A bit of swap, a dabble of ETF

Due to some recent stuff going on at work, I’ve been learning a little bit more about some non-traditional types of investments – index traded funds, ETFs, options, futures, and swaps. Since I’m getting the knowledge (and knowledge is power?), I thought I’d pass it all along to you.

Most of what I know is involved with the differences between these types of funds, but I will try to give a short summary, and end with why you might care – especially if you are looking to invest a bit yourself.

Let’s start with options first. Stock options are exactly what they sound like – they are a contract giving the right, within a certain period, to buy or sell a specific number of shares of a specific stock. However, there is no obligation to buy/sell at all, and the contract can be fulfilled at any time during the agreed-upon period. There’s a formula for calculating whether or not the option risk is worth it, but I don’t really understand how this works.
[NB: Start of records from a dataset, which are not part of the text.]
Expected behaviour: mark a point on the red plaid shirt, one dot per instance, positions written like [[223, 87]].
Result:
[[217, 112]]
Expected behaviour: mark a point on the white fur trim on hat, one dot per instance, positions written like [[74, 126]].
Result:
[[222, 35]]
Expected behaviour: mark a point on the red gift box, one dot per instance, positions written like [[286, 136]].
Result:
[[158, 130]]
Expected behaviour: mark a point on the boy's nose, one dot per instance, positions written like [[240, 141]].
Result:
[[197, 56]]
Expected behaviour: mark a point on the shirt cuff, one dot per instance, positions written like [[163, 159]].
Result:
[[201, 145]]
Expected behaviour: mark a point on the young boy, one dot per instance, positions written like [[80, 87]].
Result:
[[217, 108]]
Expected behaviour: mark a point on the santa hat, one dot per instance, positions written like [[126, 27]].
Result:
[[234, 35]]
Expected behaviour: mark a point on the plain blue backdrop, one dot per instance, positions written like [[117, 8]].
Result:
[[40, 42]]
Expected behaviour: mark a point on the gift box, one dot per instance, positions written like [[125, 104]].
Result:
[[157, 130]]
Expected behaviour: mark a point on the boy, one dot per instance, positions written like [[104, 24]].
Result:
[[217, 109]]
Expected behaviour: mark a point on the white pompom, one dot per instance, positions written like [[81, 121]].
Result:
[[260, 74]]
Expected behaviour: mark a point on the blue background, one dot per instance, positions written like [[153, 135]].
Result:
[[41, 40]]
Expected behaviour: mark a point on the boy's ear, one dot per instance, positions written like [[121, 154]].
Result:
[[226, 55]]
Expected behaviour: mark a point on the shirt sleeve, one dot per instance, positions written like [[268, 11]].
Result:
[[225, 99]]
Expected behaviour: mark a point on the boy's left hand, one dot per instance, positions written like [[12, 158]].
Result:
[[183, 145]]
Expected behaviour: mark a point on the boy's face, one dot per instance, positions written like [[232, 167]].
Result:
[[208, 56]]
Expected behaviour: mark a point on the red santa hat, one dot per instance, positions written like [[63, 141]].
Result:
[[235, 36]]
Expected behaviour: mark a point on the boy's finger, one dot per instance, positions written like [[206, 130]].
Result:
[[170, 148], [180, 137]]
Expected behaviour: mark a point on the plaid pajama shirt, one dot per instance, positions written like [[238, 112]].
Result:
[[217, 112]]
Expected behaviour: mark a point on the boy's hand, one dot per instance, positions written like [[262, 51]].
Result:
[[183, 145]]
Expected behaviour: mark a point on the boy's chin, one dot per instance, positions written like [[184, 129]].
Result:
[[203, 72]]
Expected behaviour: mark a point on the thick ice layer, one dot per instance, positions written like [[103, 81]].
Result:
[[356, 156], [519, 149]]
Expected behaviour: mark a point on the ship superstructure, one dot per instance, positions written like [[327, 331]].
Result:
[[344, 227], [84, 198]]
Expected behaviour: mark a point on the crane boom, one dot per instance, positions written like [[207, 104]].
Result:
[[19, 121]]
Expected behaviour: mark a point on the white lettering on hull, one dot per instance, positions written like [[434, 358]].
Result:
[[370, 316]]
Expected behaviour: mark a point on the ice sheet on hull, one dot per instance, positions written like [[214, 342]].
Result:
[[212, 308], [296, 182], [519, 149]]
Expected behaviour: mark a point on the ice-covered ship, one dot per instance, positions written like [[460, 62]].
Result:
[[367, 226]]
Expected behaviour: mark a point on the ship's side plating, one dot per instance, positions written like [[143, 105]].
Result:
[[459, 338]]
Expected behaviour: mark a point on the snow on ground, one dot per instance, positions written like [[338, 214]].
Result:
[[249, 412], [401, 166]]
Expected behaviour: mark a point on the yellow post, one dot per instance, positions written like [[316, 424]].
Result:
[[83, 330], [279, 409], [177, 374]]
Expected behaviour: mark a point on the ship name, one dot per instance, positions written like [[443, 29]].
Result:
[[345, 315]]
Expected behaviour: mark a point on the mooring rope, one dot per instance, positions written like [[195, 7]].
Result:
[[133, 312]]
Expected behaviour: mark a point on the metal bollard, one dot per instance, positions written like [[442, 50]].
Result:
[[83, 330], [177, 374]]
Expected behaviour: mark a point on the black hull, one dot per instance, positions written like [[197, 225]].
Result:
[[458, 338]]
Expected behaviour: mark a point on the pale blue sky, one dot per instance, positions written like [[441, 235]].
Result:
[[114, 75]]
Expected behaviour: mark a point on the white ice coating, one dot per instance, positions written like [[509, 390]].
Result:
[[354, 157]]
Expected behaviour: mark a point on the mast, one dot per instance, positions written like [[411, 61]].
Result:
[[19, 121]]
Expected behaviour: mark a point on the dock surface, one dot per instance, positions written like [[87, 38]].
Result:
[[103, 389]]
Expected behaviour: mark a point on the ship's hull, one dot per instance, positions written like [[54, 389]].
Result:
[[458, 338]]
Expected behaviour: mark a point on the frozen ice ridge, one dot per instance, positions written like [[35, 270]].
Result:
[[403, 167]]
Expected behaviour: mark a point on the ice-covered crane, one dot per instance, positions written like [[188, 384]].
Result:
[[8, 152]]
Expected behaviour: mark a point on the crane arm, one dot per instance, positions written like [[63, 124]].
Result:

There are also exchange-traded options which are options on a range of funds, mimicking an ETF.

So – futures.  Basically, they’re the same as options, except you make an agreement to trade stock (or a group of stocks) on a certain day.  There’s no backing out or choosing which day to trade.   You’re making a best-guess as to what will be happening in the future market, and through this prediction and the associated risk analysis, you’re speculating that one stock or group of stocks will do well.  There’s more to it having to do with marking-to-market, which I don’t really understand, but hopefully I will sometime soon.  At the moment, I really don’t know why people would buy futures, other as a sort of balance to risk in other areas (i.e., hedging) using the sale (or short) of the future to protect and counterbalance an investment in the same industry.  Forwards are a similar exchange that are traded between individuals rather than through an exchange, increasing risk for both parties, and they are not marked to the market daily, meaning that drastic market changes don’t get calculated until the end of the agreement.

Swaps are kinda like futures and options, but they are a little different – and I’m talking strictly about equity swaps here.  The key difference is that swaps, like forwards, are traded between individuals rather than on an exchange.  This means that there is less security for the parties involved.  Also, different brokers tend to offer extremely different swaps due to their own investments.  Maybe they are looking to offload a particular index for awhile either as a hedge for themselves or to manipulate their own portfolio in some way – then they’d be much more likely to swap the rate of that index at a deep discount.  Swaps usually deal with cash flows, rather than actual trading of stocks or indices – instead, they seem to refer to the pricing of an index and a comparative interest rate over a certain period.  Again, not really sure the advantage of one of these, unless you know things I don’t.

So, lastly, indexed funds and ETFs.  I’m lumping these together since they’re basically only different in their  tradablility.  ETFs can be traded throughout the day, where indexed funds use the closing price of the previous day.  basically they are groups of funds in a range of flavor, allowing you to invest in an index or across a broad spectrum of funds.  They are similar to a mutual fund, but more flexible and more liquid (and cheaper).  You don’t pay as many fees on them, but they are also not heavily managed.  If you want to invest in barrels of apples across the board, you’re getting the bad apples as well as the rest of the bunch.  However, if a specific commodity or area starts doing really well or really badly, you can get in and out of these types of funds fast.

To conclude – indexed funds and ETFs, yay!  They rock the personal investor, especially if you are espousing a specific area of investment.   The others, pretty much stay away, until you (or I) do a little more studying up on how to use them as balances and counters to other things you might want to do.